Starting second and finishing fifth is a good day for most drivers, but you know "the Dinger" wants more.
That No. 43 team wants to prove that they are, at least, a top-10 caliber team in Sprint Cup. They want wins. They want to make the Chase. When it all comes down to it, they want a shot at the title.
They're just as fired up as the guys working on the No. 88.
Let's give both Martin and David Gilliland credit for giving their post-crash interviews together, then shaking hands on camera and walking off together with no malice. They're two of the real good guys in the sport, and that accident was a shame for both of them.
I wish I were able to rank Martin higher.
I wish I were still able to rank Gilliland.
Seeing a DeWalt car face off at the front of the pack with Matt Kenseth, the sponsor's former driver, was pretty cool.
Seeing both the affable Australian and his teammate run up front was also a good sign for Richard Petty Motorsports. It's altogether possible both could take their maiden wins this year.
Hey, 12th place beats 37th place (teammate Jamie McMurray's fate after blowing an engine just as Kenseth passed him for the lead)—or no place at all.

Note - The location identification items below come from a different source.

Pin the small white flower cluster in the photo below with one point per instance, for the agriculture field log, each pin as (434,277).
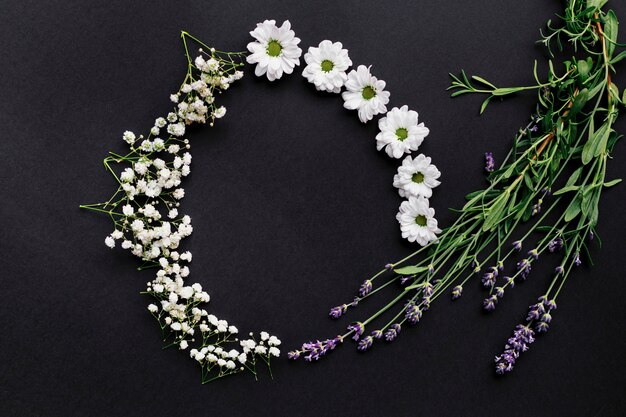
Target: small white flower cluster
(275,52)
(147,222)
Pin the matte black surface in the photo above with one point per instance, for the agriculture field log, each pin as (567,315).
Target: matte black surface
(292,208)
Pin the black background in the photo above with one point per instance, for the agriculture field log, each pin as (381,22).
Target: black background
(292,208)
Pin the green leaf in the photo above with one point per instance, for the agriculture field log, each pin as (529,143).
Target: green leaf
(573,209)
(579,102)
(567,189)
(618,57)
(610,32)
(494,214)
(410,270)
(485,103)
(594,143)
(483,81)
(574,177)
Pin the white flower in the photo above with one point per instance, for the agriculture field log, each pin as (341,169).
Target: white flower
(365,93)
(177,129)
(276,50)
(219,112)
(417,221)
(128,210)
(416,177)
(399,132)
(326,66)
(274,351)
(129,137)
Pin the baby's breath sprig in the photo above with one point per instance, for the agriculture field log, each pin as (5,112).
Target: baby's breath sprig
(551,179)
(145,214)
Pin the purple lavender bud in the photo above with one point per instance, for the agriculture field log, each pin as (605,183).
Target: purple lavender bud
(406,278)
(577,260)
(523,336)
(533,314)
(338,311)
(357,328)
(555,245)
(489,304)
(490,163)
(542,327)
(488,280)
(525,267)
(428,289)
(365,343)
(457,292)
(365,288)
(413,314)
(392,332)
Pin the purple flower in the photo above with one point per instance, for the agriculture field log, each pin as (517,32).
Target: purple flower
(523,336)
(490,163)
(413,313)
(365,343)
(392,332)
(428,289)
(457,292)
(524,267)
(489,280)
(546,318)
(510,281)
(577,260)
(555,245)
(365,288)
(489,304)
(315,350)
(338,311)
(406,278)
(357,328)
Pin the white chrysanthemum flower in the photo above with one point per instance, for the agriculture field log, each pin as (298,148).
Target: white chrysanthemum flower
(365,93)
(417,221)
(276,50)
(416,177)
(400,132)
(326,66)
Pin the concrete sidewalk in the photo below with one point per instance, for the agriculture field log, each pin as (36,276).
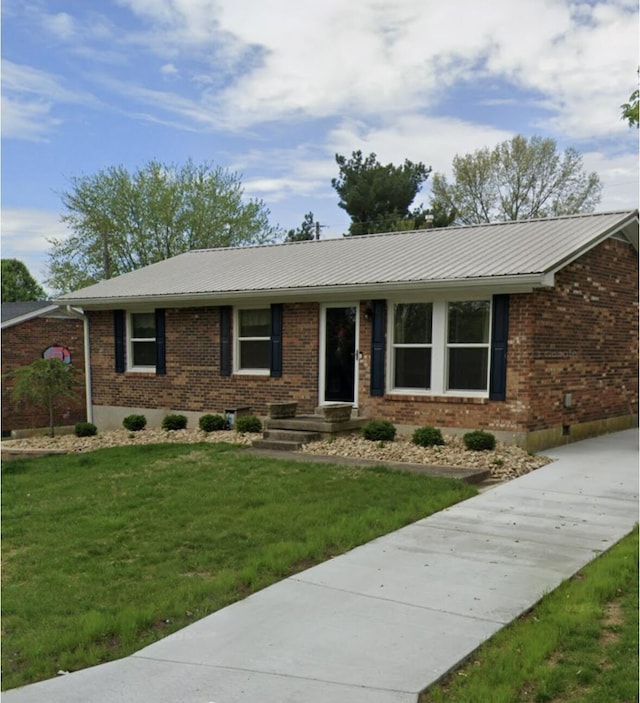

You know, it's funny how things work out. We all thought shifting Alan Gustafson and the former No. 5 crew to Gordon's car was going to help them overall, but in the end, it seems to be hurting them more than anything.
I'm no longer convinced of my initial belief Gustafson is a poor man's Chad Knaus, who can turn these cars into something special.
He now seems like more of a rich man's Steve Addington, a crew chief who will put the car right about where his driver should be in the standings.
Then again, he's got 24 races to prove me wrong, and he undoubtedly will because I opened my mouth. I hope he does.
You have to wonder if Ragan is going to start surging on these 1.5-mile tracks. We all know the Fords can cut through the corners like nobody's business.
If Ragan can even show half of the performance that got him on the edge of the Chase a few years ago, he might have a shot.
I still don't think it was worth it to put Kahne in the car for one year and have to consider having two completely new drivers for 2012. Red Bull might pay for this move in the future, even if Kahne came oh-so-close to a victory on Sunday night.
We're ranking Menard 20th in honor of the 20 stitches in his foot from the dock incident...
Nah, just kidding. We're ranking him 20th because that's about where his on-track performance suggests he should be right now.
This has been another typical Menard year—flash in the first five races, then a constant slide back. Hey, it was fun while it lasted.